Yeri gelmişken ben de anılardan esinlenerek benzeri denemeler yazmıştım birkaç yıl önce senin öykülerinin tarzında acaba senden esinlenmiş olabilir miyim:))))
Yeni projelerini heyecanla bekliyorum, iyi tatiller…
Ben yazmaya 20yıl önce başladım, hevesle ve umutla. Ancak ülkemizde tayin, edebiyat dünyası öyle kapalı bir topluluk ve kendinden olmayanlara karşı öyle dışlamacı bir tutum içindeydi ki fazla tırmalamadım o zaman. 20 yıl sonra çok daha acimasızlar. Ama artık öyle bir zamandayız ki herşey kendi başına internet üzerinden mümkün. Ben kısa zamanda beni anlayan, dilini anladığım dostlar edindim mesela.
Esinlenme konusuna gelirsek, okudukça elbet olacak ama bir başkasının eserinin büyük bir kısmını kendine mal etmek herşeyden öte okura karşı ciddi bir saygısızlık. Benim esinlenmem konusunda sizlerin söylediğine göre gönlümü bundan sonra ferah tutabilirim.
Eğer bunca koşturmanın arasında yazabilirsem çok farklı, sadece benim yapabilceğim bir şey çıkacak. Düşünmek bile beni heyecanlandırıyor.
Selgin selam,
Dün otobüs durağında bir lezbiyen resmi gördüm. “Allah allah” dedim, bir daha baktım. Elif şafak erkek takım elbisesi ve ayakkabıları girmiş. Biraz Oscar Wilde gibi olmuş. Suratta makyaj yok, bön bön bakıyor. Kitabın adı neymiş? Bilmem hatırımda kalmadı. Ben Elif Şafak’ı hiç okumadım. Orhan Pamuk, nobel almak için bir dolu yalan söyledikten sonra, Elif abla da dangur dungur ülkemizin değerlerine girişmeye başlayınca, her ikisine de olan tiksintim arttı. Kendisini biraz hoş buluyordum, lezbiyen halini görünce iyice tiksindim. İyi yaptı iyice zihnimden sildi kendisini.
Son dönemde Yaşar Kemal okuyorum. Daha önce okumadığıma pişmanım. İşte büyük yazar budur. Türkçe’nin büyük ustası, öykü anlatmanın büyük ustası… Yaşar Kemâyerine Orhan Pamuk nobel almamalıydı bence. Dünya pazarlama ve suyuna gitme işi üzerine dönmeye başladı.
Senin kitap güzel. Ben çok beğendim. Esinlen dilediğin kadar. Üslübun kendine özgü ve ben beğeniyorum.
Sevgiler
yeğenlerimden biri kendi evine çıkmıştı..

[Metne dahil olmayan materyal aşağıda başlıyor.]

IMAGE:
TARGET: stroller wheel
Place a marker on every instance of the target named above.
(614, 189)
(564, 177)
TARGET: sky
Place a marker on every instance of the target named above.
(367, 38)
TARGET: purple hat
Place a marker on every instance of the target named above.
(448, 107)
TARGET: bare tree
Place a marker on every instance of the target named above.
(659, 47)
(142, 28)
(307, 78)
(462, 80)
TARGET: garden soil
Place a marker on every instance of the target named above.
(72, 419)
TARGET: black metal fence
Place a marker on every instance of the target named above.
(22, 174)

annesi de çılgın bir mutfak sever..
hani genç ama..
adile naşit benzeri bir kadın..
yemeğin doyurulmanın onarmayacağı yara olmadığına inananlar vardır ya onlardan..
yeğen arada annsinden yemek tarifleri istiyor..
ölçüler kararı ile..
tarifler de keyifle anlatılınca..
anne sen bir kitap yazsan.. demişti..
öyle kolaymış gibi anlatıyorsun ki…
insan kolaycacık yapıveriyor zor yemekleri bile..

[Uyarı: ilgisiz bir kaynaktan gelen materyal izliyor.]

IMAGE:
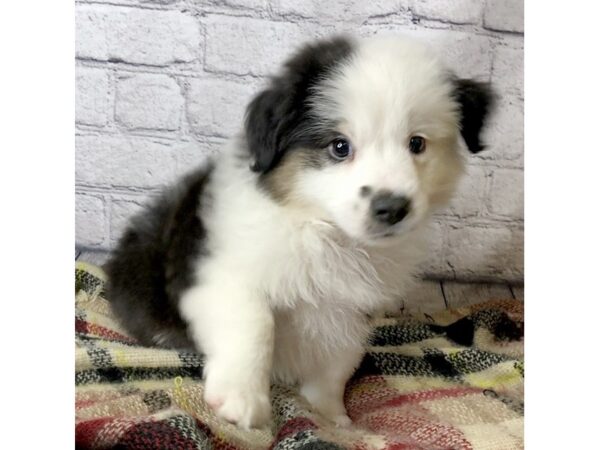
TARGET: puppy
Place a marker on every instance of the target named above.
(269, 259)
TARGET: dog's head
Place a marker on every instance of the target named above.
(365, 134)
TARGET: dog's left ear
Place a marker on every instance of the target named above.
(475, 101)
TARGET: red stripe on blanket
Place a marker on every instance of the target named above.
(93, 329)
(423, 433)
(370, 395)
(86, 432)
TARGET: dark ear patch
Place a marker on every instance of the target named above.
(279, 117)
(475, 100)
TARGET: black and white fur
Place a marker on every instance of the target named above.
(268, 260)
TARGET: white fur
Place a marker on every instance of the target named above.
(285, 289)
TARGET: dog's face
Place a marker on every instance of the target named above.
(365, 135)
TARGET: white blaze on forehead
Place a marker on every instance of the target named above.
(389, 89)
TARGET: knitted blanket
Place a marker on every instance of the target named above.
(453, 380)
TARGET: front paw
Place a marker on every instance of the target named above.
(242, 402)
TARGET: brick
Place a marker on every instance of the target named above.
(196, 154)
(121, 212)
(137, 36)
(91, 96)
(506, 193)
(454, 11)
(490, 252)
(507, 74)
(216, 107)
(503, 134)
(90, 33)
(504, 15)
(124, 162)
(90, 219)
(148, 101)
(470, 196)
(243, 46)
(342, 11)
(246, 4)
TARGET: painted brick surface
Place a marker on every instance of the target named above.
(148, 101)
(162, 84)
(92, 100)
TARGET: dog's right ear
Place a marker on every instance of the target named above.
(265, 116)
(475, 101)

kafkanın çorbasını gördüğümde ben..
yeğeni anımsamıştım mesela..
senin öykü kitabını aldım ben bi kere..
ama henüz okumadım..
keyifli bir zamanıma saklıyorum.. yakındır.. düşerim buraya..
elifle ilgili duygularımız aynı gidiyor..
son eserini almayıp okumayacağım..
aşkı da okuyamamıştım almama rağmen..
bir de.. en çok manevi tarafının maddi tarafına açık ara farkla geriye düştüğünü bildiğim kişiler aman pek önemli eser demiyorlar mı.. aşk için.. ya da başka bazı yazarlar için..
işte o yazarlardan da pek uzak düşmeye başlıyorum..
örnekse pol koelho..
Benim kitabını okuduktan sonra yapacağın yorumları merakla bekliyorum.
En güzel yemekler hep annemizin göz kararıyla yapılan yemeklerdir zaten. Mesela ben mutfağa gireli 10 küsur yıl oldu, başladığım makarnada daha anneminkinin lezzetine erişemedim.
Söz konusu yazarlar ve onları yere göğe koyamayan okurları için söyleyecek sözüm artık yok. İşim olmaz.
Ağzınıza sağlık. Oku bir çırpıda kitabı. Edebi hiç bir değer bırakmasın zihninde… Koelho…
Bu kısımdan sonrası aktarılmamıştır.